The UCHealth University of Colorado Cancer Center – Anschutz Medical Campus is part of the latest clinical trial testing a new and promising line of attack against lethal blood cancers.

The trial, sponsored by Seattle-based Juno Therapeutics, targets patients with diffuse large B cell lymphoma, an aggressive variety of the blood cancers classified as non-Hodgkin lymphomas. The disease causes the body’s B cells – a type of lymphocyte, or white blood cell, that normally act as infection-fighting soldiers in the body’s immune system – to grow exponentially. The rogue cells travel to other parts of the body through the lymphatic system, where they collect and form malignant tumors.

Diffuse large B cell lymphoma, or DLBCL, is one of the most common forms of aggressive non-Hodgkin lymphomas, with some 72,000 cases diagnosed each year, said Manali Kamdar, MD, clinical director of Lymphoma Services for the Cancer Center. Patients with newly diagnosed DLBCL usually receive a combination of chemotherapy drugs to wipe out the cancer, Kamdar said, and nearly two-thirds of them are cured.

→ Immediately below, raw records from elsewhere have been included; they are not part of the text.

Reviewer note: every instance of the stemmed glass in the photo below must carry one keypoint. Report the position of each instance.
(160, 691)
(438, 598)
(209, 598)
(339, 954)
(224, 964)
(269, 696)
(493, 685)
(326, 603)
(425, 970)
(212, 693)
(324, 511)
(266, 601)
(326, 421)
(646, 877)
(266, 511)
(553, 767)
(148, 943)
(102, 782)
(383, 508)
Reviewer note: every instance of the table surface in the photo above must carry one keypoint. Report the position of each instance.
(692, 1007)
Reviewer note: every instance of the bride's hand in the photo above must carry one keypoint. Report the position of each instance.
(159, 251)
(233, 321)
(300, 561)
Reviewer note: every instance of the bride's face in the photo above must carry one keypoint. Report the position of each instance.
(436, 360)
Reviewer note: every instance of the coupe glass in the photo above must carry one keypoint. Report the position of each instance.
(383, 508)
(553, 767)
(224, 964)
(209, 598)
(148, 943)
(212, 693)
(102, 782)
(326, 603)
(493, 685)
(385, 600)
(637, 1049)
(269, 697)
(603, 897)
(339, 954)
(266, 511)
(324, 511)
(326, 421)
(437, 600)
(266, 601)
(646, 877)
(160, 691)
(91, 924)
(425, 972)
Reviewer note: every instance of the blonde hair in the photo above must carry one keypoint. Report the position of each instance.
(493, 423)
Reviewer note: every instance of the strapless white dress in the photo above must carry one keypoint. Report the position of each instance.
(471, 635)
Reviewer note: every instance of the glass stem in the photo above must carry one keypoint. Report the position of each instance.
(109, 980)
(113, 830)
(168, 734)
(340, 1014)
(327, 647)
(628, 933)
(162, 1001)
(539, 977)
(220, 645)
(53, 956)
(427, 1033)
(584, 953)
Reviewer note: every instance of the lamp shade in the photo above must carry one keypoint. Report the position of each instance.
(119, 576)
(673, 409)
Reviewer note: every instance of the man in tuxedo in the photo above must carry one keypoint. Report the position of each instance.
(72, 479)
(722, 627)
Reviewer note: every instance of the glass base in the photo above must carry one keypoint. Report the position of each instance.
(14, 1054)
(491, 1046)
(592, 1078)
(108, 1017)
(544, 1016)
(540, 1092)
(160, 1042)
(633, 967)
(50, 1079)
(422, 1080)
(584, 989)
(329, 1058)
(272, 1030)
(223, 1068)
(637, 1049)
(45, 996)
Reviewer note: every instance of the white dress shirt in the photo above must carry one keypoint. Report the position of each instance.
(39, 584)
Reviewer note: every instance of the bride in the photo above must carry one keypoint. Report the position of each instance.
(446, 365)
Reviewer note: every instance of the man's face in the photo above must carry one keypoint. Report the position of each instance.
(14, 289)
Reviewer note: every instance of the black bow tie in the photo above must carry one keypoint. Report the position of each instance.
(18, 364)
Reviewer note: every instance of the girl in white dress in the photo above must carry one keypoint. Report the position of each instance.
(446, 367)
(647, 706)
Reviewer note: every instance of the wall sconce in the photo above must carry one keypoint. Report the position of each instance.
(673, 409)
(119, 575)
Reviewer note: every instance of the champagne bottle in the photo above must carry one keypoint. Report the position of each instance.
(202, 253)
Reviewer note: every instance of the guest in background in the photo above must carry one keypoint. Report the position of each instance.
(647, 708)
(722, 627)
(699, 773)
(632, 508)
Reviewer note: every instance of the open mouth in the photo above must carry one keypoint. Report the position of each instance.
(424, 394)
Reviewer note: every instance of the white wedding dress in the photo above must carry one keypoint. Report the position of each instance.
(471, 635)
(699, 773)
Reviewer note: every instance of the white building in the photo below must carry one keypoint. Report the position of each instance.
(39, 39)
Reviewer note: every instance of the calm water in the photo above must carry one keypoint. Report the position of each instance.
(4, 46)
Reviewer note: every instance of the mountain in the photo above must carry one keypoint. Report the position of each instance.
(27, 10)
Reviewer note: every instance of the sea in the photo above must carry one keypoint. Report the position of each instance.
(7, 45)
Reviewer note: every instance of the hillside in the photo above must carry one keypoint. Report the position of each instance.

However, 30 to 40 percent either do not respond to initial therapy or relapse shortly thereafter. The standard of care for these patients is more intense chemotherapy, Kamdar said, followed by a transplant of the patient’s own blood-forming stem cells.

“Unfortunately, very few patients respond to salvage chemotherapy and even fewer are able to proceed to stem cell transplant,” Kamdar said. “These patients uniformly have shown to have a dismal prognosis.”

The toughest cases

It is these patients – specifically those who have tried at least two lines of treatment unsuccessfully – who are the focus of the Juno trial. It’s part of a fast-growing effort to develop therapies that re-engineer the body’s own cells to seek and destroy cancer cells.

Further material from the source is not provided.